Le duc donna sans peine son assentiment, et le poursuivant, qui partit aussitôt, revint au bout de peu d’heures, tant les ennemis s’étaient rapprochés les uns des autres. Il rapportait une lettre du landamman, lettre conçue en termes polis et même affectueux, où il exprimait combien il était affligé qu’une cause sacrée le forçât de porter les armes contre son nouvel ami, pour lequel il disait avoir conçu beaucoup d’estime. Le même poursuivant eut aussi à offrir les compliments de la famille des Biederman à leur ami Arthur, et une lettre séparée à lui remettre, laquelle contenait ce qu’on va, lire :

« Rudolphe Donnerhugel désire donner au jeune marchand Arthur Philipson une occasion de finir le marché qui est resté jadis en train dans la cour du château de Geierstein. Il le désire d’autant plus vivement qu’il a su que ledit Arthur lui avait porté préjudice en s’emparant du cœur d’une certaine demoiselle de rang, à qui lui, Philipson, n’est et ne peut être autre chose qu’une connaissance ordinaire. Rudolphe Donnerhugel préviendra Arthur, par un mot, du lieu où ils pourront se rencontrer pour combattre à armes égales sur un terrain neutre. En attendant il sera, aussi souvent que possible, au premier rang dans les escarmouches. »

Le cœur du jeune Arthur battit violemment lorsqu’il lut ce défi, dont le ton piqué montrait l’état des sentiments de celui qui l’écrivait, et dénotait assez le désappointement de Rudolphe au sujet d’Anne de Geierstein, et ses soupçons qu’elle avait répondu à la tendresse du jeune étranger. Arthur trouva moyen d’envoyer une réponse au cartel du Suisse, l’assurant du plaisir avec lequel il attendrait ses ordres, soit au front de la ligne, soit ailleurs, suivant que Rudolphe le désirerait.

Cependant les deux armées s’approchaient toujours davantage l’une de l’autre, et les troupes légères se rencontraient parfois. Les stradiotes du territoire vénitien, espèce de cavalerie qui ressemblait à celle des Turcs, faisaient alors, du côté de l’armée bourguignonne, ce genre de service auquel ils eussent été admirablement propres, si on avait pu compter sur leur fidélité. Le comte d’Oxford observa que ces hommes, qui étaient sous le commandement de Campo-Basso, rapportaient toujours pour nouvelle que l’ennemi était en assez mauvais ordre et en pleine retraite. De plus, ils ne cessaient d’annoncer que divers individus, contre qui le duc de Bourgogne nourrissait une haine personnelle et particulière, et qu’il désirait vivement avoir en sa puissance, s’étaient réfugiés à Nanci. Ce fait augmentait beaucoup l’ardeur du duc à reprendre cette place, et cette ardeur devint impossible à maîtriser lorsqu’il apprit que Ferrand et ses alliés avaient emporté une position voisine appelée Saint-Nicolas. À la nouvelle de son arrivée, la plus grande partie des conseillers bourguignons, de même que le comte d’Oxford, protestèrent contre le projet d’assiéger une place aussi forte, quand une armée redoutable était assez proche pour la secourir. Ils représentèrent au duc le petit nombre de ses soldats, la rigueur de la saison, et la difficulté de se procurer des provisions ; ils soutinrent à Charles qu’après avoir fait un mouvement qui avait forcé l’ennemi à reculer, il devait remettre toute opération décisive au printemps. Charles essaya d’abord de répondre et de réfuter ces arguments ; mais quand ses conseillers lui rappelèrent qu’il allait se placer, lui et son armée, dans la même position qu’à Granson et à Murten, il devint furieux à ces souvenirs, écuma véritablement, et se contenta de répondre, avec des jurements et des imprécations, qu’il serait maître de Nanci avant les Rois.

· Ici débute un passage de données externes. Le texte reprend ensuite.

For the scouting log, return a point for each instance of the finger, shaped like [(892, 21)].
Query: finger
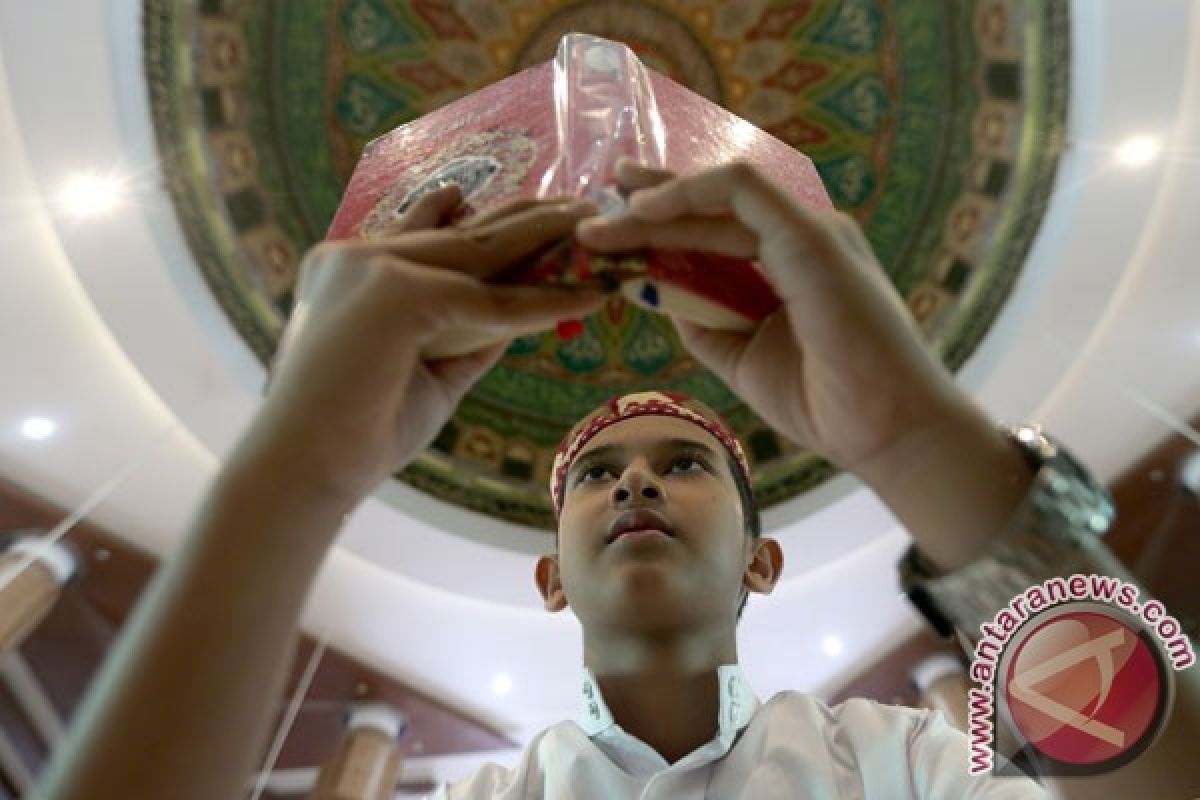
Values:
[(429, 211), (519, 311), (460, 373), (723, 235), (719, 352), (786, 230), (483, 251), (634, 175), (508, 209)]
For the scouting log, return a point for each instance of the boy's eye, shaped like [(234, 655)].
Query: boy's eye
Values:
[(591, 471), (689, 464), (688, 461)]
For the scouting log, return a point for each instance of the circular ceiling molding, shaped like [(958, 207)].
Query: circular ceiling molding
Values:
[(936, 124)]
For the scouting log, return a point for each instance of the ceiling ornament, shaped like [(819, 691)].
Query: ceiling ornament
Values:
[(936, 124)]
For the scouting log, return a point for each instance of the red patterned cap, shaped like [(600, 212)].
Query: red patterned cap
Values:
[(624, 407)]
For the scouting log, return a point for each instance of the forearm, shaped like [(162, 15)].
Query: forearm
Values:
[(183, 704), (954, 485)]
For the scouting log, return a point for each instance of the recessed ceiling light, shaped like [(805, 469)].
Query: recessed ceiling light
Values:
[(502, 684), (37, 427), (89, 194), (1139, 150), (832, 645)]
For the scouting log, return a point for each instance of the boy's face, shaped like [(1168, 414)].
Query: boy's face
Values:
[(691, 578)]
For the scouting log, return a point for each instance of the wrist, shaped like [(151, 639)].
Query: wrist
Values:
[(274, 463), (954, 485)]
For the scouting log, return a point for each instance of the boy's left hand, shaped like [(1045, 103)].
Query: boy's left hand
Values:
[(841, 368)]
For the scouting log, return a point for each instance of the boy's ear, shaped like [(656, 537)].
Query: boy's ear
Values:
[(550, 584), (765, 567)]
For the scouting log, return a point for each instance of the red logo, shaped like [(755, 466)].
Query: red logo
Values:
[(1087, 690)]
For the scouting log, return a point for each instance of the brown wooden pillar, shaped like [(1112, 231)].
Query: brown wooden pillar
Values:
[(33, 572), (942, 685), (366, 763)]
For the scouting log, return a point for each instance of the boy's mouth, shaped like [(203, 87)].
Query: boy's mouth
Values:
[(639, 519)]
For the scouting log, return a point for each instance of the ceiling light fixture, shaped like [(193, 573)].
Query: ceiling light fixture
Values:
[(832, 645), (89, 194), (37, 427), (502, 684), (1139, 150)]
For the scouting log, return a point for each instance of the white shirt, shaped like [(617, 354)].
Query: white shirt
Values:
[(795, 747)]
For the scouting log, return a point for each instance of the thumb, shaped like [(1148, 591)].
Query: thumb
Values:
[(718, 350), (457, 374)]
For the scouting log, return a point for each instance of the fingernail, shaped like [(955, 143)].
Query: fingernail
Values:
[(582, 206)]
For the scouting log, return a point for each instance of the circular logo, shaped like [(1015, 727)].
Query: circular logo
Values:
[(1086, 689)]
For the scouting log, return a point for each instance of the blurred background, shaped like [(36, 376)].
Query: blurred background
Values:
[(1026, 172)]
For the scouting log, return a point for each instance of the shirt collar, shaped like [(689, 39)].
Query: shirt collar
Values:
[(738, 703)]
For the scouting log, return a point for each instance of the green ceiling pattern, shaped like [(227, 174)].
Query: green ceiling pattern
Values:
[(937, 124)]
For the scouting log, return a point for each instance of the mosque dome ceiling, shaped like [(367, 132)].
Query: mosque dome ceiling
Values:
[(936, 124)]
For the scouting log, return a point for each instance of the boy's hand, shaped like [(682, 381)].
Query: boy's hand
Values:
[(841, 368), (351, 397)]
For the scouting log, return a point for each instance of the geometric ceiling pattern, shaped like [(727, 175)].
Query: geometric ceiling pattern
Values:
[(937, 124)]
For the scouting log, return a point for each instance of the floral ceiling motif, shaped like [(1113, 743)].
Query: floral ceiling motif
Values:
[(937, 124)]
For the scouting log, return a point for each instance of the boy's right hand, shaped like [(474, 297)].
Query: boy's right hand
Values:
[(351, 397)]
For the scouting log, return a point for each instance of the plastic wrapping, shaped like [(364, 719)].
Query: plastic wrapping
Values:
[(557, 130)]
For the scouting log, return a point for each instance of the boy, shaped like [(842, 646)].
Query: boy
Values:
[(840, 368)]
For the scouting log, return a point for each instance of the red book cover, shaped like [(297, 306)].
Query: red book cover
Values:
[(558, 130)]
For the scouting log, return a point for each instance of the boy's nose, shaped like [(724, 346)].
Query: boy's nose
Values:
[(636, 482)]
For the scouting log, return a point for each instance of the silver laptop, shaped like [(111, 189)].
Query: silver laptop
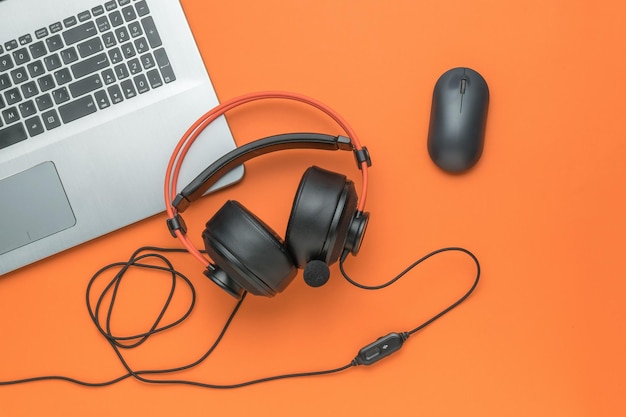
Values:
[(94, 95)]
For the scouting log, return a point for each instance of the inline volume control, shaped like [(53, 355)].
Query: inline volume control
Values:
[(381, 348)]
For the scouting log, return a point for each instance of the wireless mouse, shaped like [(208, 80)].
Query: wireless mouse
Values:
[(458, 119)]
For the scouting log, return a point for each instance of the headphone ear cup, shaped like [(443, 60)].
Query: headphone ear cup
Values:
[(320, 220), (248, 251)]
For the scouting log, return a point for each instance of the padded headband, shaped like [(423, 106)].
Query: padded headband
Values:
[(176, 203), (207, 178)]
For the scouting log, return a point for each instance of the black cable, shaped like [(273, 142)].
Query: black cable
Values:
[(137, 260), (409, 268), (366, 356)]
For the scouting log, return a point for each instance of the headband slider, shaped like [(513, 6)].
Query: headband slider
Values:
[(176, 223), (362, 155)]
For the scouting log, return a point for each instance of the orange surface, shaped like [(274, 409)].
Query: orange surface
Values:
[(544, 333)]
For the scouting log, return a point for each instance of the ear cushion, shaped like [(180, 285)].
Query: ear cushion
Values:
[(248, 251), (320, 217)]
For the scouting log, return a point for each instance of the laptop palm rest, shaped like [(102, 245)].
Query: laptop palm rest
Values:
[(34, 206)]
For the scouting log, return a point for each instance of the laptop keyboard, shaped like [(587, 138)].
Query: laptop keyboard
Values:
[(84, 64)]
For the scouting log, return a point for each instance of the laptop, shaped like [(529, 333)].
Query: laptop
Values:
[(94, 96)]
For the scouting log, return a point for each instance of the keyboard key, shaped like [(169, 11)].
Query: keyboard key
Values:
[(13, 96), (135, 29), (115, 93), (164, 65), (52, 62), (10, 115), (44, 102), (46, 83), (154, 78), (5, 62), (90, 47), (128, 89), (116, 18), (85, 85), (62, 76), (21, 56), (54, 43), (25, 40), (142, 8), (116, 55), (129, 13), (108, 76), (97, 11), (103, 23), (121, 71), (60, 95), (11, 135), (83, 16), (51, 119), (102, 99), (80, 33), (134, 66), (19, 75), (10, 45), (56, 27), (77, 109), (70, 21), (149, 29), (141, 45), (5, 81), (35, 69), (29, 89), (92, 64), (34, 126), (69, 55), (147, 61), (27, 108), (128, 50), (122, 34), (109, 39), (141, 84), (38, 49), (41, 33)]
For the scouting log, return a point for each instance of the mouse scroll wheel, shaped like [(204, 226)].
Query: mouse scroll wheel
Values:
[(463, 85)]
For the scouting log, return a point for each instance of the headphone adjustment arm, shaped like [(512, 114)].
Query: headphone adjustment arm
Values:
[(176, 223), (362, 155)]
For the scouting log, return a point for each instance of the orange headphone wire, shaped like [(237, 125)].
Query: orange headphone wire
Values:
[(185, 143)]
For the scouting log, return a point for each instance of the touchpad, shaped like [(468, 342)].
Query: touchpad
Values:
[(33, 205)]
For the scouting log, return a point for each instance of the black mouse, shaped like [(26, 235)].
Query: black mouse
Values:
[(458, 118)]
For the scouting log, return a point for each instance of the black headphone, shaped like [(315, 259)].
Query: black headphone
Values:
[(327, 219)]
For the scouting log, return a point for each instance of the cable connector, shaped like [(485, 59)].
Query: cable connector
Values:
[(381, 348), (176, 223)]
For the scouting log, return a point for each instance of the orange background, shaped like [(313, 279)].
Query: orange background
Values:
[(544, 333)]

En conséquence, l’armée de Bourgogne s’établit devant Nanci, dans une position forte, protégée par le lit d’un cours d’eau, et couverte par trente pièces de canon, que Colvin avait mission de diriger.

Après avoir ainsi satisfait à son caractère entêté par l’arrangement de l’expédition, le duc sembla faire un peu plus de cas des avis de ses conseillers relativement à sa sûreté personnelle, et permit au comte d’Oxford, ainsi qu’à son fils et à deux ou trois autres officiers de sa maison, tous gens d’une fidélité connue, de coucher dans sa tente, sans qu’on diminuât cependant la garde ordinaire.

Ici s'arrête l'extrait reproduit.